O documento ainda afirma que “a venda de ativos produz exatamente o oposto no médio prazo. Reduziria a capacidade futura de geração de caixa da empresa, pois os ativos que se pretende privatizar, como BR Distribuidora, Liquigás, Termoelétricas e Transpetro, são altamente lucrativos”.
Cadeia produtiva
A venda dos ativos não só retira a capacidade de gerar caixa da Petrobras, como atrapalha a cadeia produtiva do petróleo no país e até mesmo aumenta os custos da produção e distribuição.
Alguns casos emblemáticos são a venda de 51% da BR distribuidora e a privatização completa da Liquigás e de 90% dos gasodutos da Nova Transportadora do Sudeste (NTS).
No caso da BR distribuidora, empresa estratégica na cadeia de petróleo que teria 51% das ações vendidas sem licitação, o processo foi suspenso pela Justiça após ação movida pelos petroleiros José Hunaldo Nunes Santos e Fernando Borges da Silva. Com o controle da empresa, investidores estrangeiros poderiam até mesmo manipular o preço do combustível nacional.
Já a Liquigás foi vendida para a Ultragaz, subsidiária da Ultrapar, em negócio de R$ 2,8 bilhões. Segundo a Aepet, a venda foi um erro estratégico, uma vez que a empresa teve lucro líquido de R$ 114 milhões em 2015, com crescimento projetado de 1,5% ao ano. Além disso, a empresa repassou um ativo de 24,9 milhões de botijões de gás que valeriam sozinhos R$ 2,66 bilhões.
No caso dos gasodutos da NTS, 90% da estatal foi vendida para a canadense Brookfield Infrastructure Partners pelo valor de aproximadamente US$ 5 bilhões. A Aepet explica que o negócio de gasodutos é um monopólio natural e repassá-lo à iniciativa privada deverá aumentar os custos, uma vez que, de acordo com a lei 11.909/2009, o transportador tem direito a remuneração suficiente para seu investimento (lucro) mediante reajuste tarifário periódico. Ou seja, mesmo quando não houver necessidade de uso da capacidade instalada, a Petrobrás terá que pagar pelo uso do sistema.
Ilegalidade
A Lei nº 9.491/1997, em seu artigo 3º, proíbe a desestatização das empresas públicas e das sociedades de economia mista que exerçam atividades de competência exclusiva da União, não se aplicando às participações acionárias detidas por essas entidades. Um exemplo é o transporte de gás natural, que estaria vetado pela lei.

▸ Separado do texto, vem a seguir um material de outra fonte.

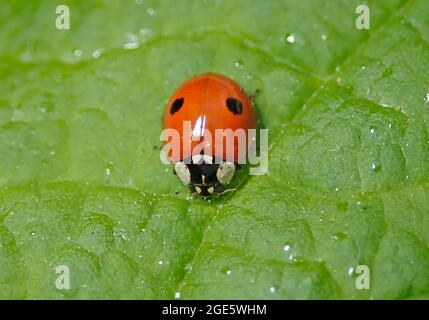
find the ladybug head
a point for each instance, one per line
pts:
(203, 175)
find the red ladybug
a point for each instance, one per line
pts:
(209, 102)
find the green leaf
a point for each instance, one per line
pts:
(81, 183)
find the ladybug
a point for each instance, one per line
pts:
(208, 102)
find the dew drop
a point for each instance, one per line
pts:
(376, 167)
(78, 52)
(226, 270)
(152, 12)
(97, 53)
(239, 63)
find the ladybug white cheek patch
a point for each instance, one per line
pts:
(225, 172)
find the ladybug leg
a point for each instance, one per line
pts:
(255, 94)
(226, 191)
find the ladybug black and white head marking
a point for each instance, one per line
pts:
(204, 176)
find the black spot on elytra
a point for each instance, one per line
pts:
(234, 105)
(177, 105)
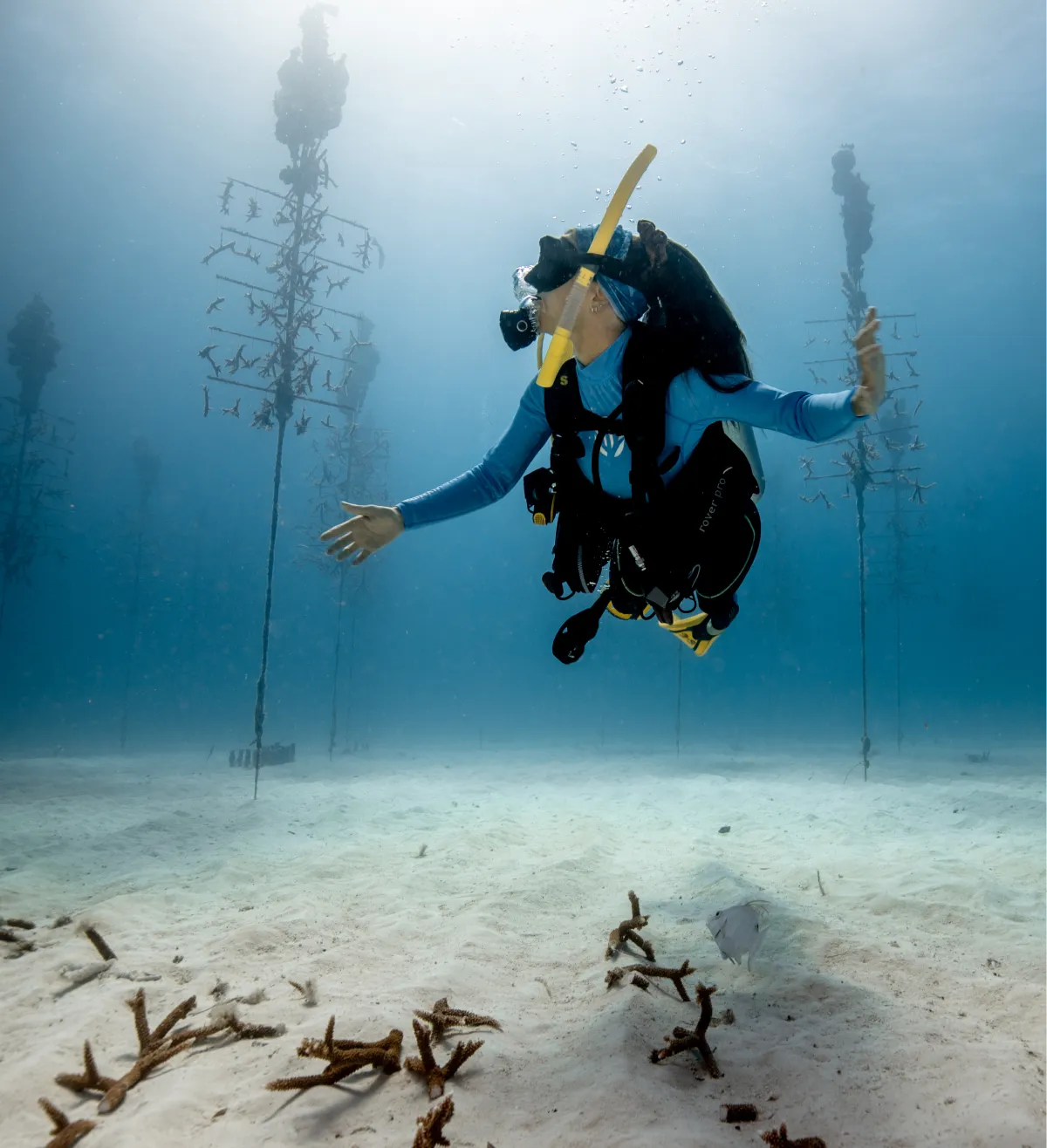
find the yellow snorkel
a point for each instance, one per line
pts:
(560, 349)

Segundo Pedro Garrido, “o problema é que a Petrobras não segue as normas dessa legislação, o programa de parceria de investimentos criado em maio por Medida Provisória não revoga essa legislação para desestatizações”.

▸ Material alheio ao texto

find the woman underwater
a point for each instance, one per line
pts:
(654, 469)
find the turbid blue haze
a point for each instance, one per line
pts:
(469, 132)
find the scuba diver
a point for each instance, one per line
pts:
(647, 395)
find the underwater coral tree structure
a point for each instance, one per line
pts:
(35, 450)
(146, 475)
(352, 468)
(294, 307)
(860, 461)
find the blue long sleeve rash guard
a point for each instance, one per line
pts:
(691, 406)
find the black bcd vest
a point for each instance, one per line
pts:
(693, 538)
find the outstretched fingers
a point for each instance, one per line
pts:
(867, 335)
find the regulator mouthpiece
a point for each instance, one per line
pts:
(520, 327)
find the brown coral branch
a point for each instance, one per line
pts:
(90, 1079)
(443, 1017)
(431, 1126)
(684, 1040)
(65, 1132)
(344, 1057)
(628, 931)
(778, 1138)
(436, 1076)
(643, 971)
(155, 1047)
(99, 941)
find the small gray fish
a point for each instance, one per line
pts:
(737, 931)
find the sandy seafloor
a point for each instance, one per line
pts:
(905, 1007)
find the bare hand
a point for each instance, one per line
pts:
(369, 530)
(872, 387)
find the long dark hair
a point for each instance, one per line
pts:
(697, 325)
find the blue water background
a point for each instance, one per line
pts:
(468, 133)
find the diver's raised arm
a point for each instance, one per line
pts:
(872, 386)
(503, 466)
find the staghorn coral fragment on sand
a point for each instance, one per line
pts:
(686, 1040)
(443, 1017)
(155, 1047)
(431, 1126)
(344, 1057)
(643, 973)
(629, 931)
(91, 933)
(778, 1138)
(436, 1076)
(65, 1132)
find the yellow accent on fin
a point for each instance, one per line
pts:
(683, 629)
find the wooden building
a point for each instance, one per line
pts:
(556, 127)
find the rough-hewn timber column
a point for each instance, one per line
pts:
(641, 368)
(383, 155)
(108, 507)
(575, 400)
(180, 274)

Garrido ainda ressalta que o governo se utiliza do decreto 2.745/1998 para justificar as privatizações, mas esse decreto se aplica somente à compra e venda de bens e serviços, e não à venda de ativos. “Utilizam esse decreto como subterfúgio para desviar da legislação.”
Para o assessor legislativo da Câmara, existe uma pressa em se vender os ativos da estatal brasileiro, por isso a lei está sendo desrespeitada. “Se fossem seguir a lei para a venda de subsidiárias teriam que lançar edital com prazo mínimo para interessados ofertarem, contratar consultorias especializadas para realizar avaliação dos ativos, de acordo com avaliações de mercado, e estaria tudo publicizado, e ainda teriam que realizar os leilões ou a forma de licitação considerada para a venda efetiva. Demoraria muito mais tempo”, explica.
Garrido ainda afirma que a última decisão do Tribunal de Contas da União, de permitir que se reinicie o processo de venda de ativos, deslegitima o próprio órgão. “O próprio TCU arruma uma espécie de jeitinho de dar uma explicada na continuidade”, disse ele. “É como se as subsidiárias não fosse empresas públicas e não estivessem sujeitas a controle da união. Abre um precedente perigoso. As subsidiárias são empresas públicas e respondem a um interesse público. Foram criadas por lei com vistas ao interesse público”, conclui.